AgentSkillsCN

ML Workflow

设计机器学习工作流——实验跟踪、特征存储、模型训练、模型推理、漂移监测。

SKILL.md
--- frontmatter
name: "ML Workflow"
department: "alchemist"
description: "Design ML workflows — experiment tracking, feature stores, model training, serving, monitoring for drift"
version: 1
triggers:
  - "ML"
  - "machine learning"
  - "model"
  - "training"
  - "feature store"
  - "MLflow"
  - "experiment"
  - "drift"
  - "serving"
  - "inference"
  - "W&B"
  - "Weights & Biases"
  - "model deployment"

ML Workflow

Purpose

Design end-to-end ML workflows covering experiment tracking, feature engineering and storage, model training pipelines, model serving and deployment, A/B testing for models, and monitoring for data and model drift. Produces a workflow architecture, tool selection rationale, and operational runbook.

Inputs

  • ML problem type (classification, regression, ranking, recommendation, NLP, CV)
  • Data sources and feature candidates
  • Model complexity range (linear/tree-based vs deep learning)
  • Serving requirements (batch predictions, real-time inference, edge deployment)
  • Team size and ML maturity (first model vs established ML platform)
  • Infrastructure constraints (cloud provider, GPU availability, budget)

Process

Step 1: Define the ML Problem Clearly

Before any tooling decisions, formalize:

  • What is the prediction target? What does "correct" look like?
  • What is the business metric this model optimizes? (Not just accuracy — revenue, conversion, engagement)
  • What is the baseline? (Rule-based heuristic, current model, random chance)
  • What is the minimum viable performance to ship?

Document the problem statement, target variable, evaluation metric, and success threshold.

Step 2: Design the Feature Engineering Pipeline

Map raw data to model-ready features:

  • Feature identification: Which raw fields become features? What transformations are needed (encoding, scaling, windowing, embedding)?
  • Temporal features: Aggregations over time windows (last 7 days, last 30 days). Guard against leakage — never use future data to predict the past.
  • Feature store evaluation: Does this project warrant a feature store (Feast, Tecton, Hopsworks)? Feature stores add value when: features are shared across models, real-time features are needed, or training-serving skew is a risk.
  • Feature documentation: Each feature should have: name, description, data type, source, transformation logic, and expected distribution.

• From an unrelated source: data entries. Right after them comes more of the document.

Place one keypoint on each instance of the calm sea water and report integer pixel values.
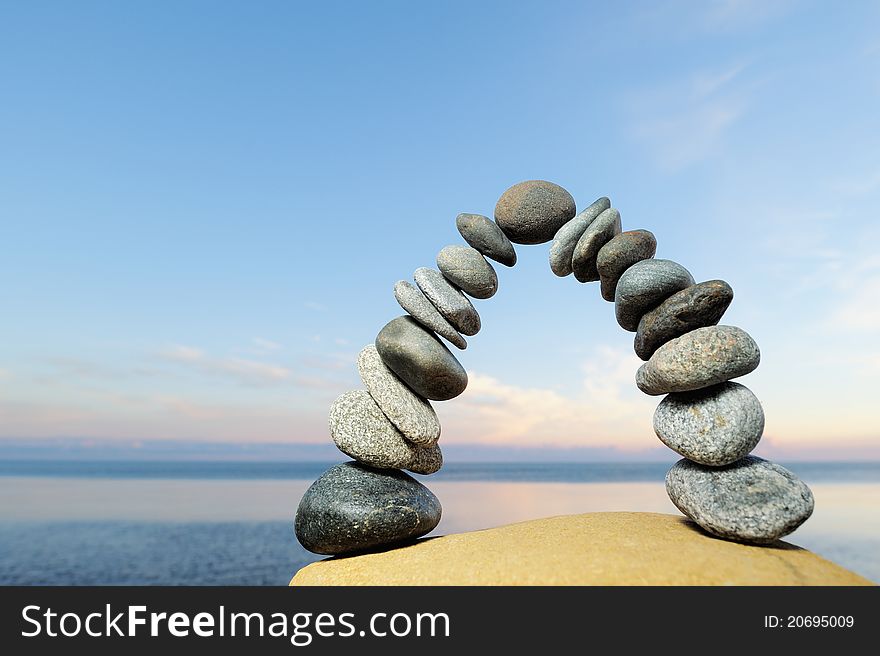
(229, 523)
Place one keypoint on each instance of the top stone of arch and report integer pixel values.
(531, 212)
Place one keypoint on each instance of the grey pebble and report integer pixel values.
(532, 212)
(750, 500)
(353, 508)
(693, 307)
(483, 233)
(567, 236)
(621, 253)
(467, 269)
(645, 285)
(412, 415)
(422, 310)
(597, 234)
(420, 359)
(449, 301)
(698, 359)
(361, 430)
(714, 426)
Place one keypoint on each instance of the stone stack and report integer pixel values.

Step 3: Design Experiment Tracking

Set up reproducible experiment management:

  • Tool selection: MLflow (open-source, self-hosted), Weights & Biases (managed, rich visualization), Neptune, or ClearML.
  • What to track: Hyperparameters, metrics (train/val/test), dataset version, code version (git SHA), environment (dependencies), artifacts (model files, plots).
  • Experiment organization: Project → Experiment group → Individual runs. Name runs meaningfully (not "run_42").
  • Comparison workflow: How does the team compare runs? Dashboard? Automated reports?

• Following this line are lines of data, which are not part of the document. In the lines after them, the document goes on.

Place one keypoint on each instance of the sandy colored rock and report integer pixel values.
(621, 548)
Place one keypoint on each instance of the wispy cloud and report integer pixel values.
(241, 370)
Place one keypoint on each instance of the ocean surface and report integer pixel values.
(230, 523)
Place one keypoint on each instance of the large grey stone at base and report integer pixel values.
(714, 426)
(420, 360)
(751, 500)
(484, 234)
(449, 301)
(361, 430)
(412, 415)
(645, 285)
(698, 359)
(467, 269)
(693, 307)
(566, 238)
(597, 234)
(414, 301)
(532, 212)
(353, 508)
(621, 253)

Step 4: Design the Training Pipeline

Build a reproducible, automated training workflow:

  • Data split strategy: Time-based splits for temporal data, stratified splits for imbalanced classes. Never random-split time-series data.
  • Training orchestration: Single script, or DAG-based (Airflow, Kubeflow Pipelines, SageMaker Pipelines)?
  • Hyperparameter tuning: Grid search, random search, Bayesian optimization (Optuna, Ray Tune)?
  • Validation strategy: Cross-validation, holdout, or time-series walk-forward?
  • Model registry: Where are trained models stored? How are they versioned? Who approves promotion to production?

Step 5: Design Model Serving

Plan how predictions reach users:

  • Batch serving: Run predictions on a schedule, store results in a table. Best for recommendations, risk scores, daily reports.
  • Real-time serving: Model behind an API endpoint. Best for search ranking, fraud detection, dynamic pricing.
  • Streaming serving: Model embedded in a stream processor. Best for event-driven predictions on Kafka/Kinesis streams.
  • Edge serving: Model deployed to device/browser. Best for latency-critical or offline-capable applications.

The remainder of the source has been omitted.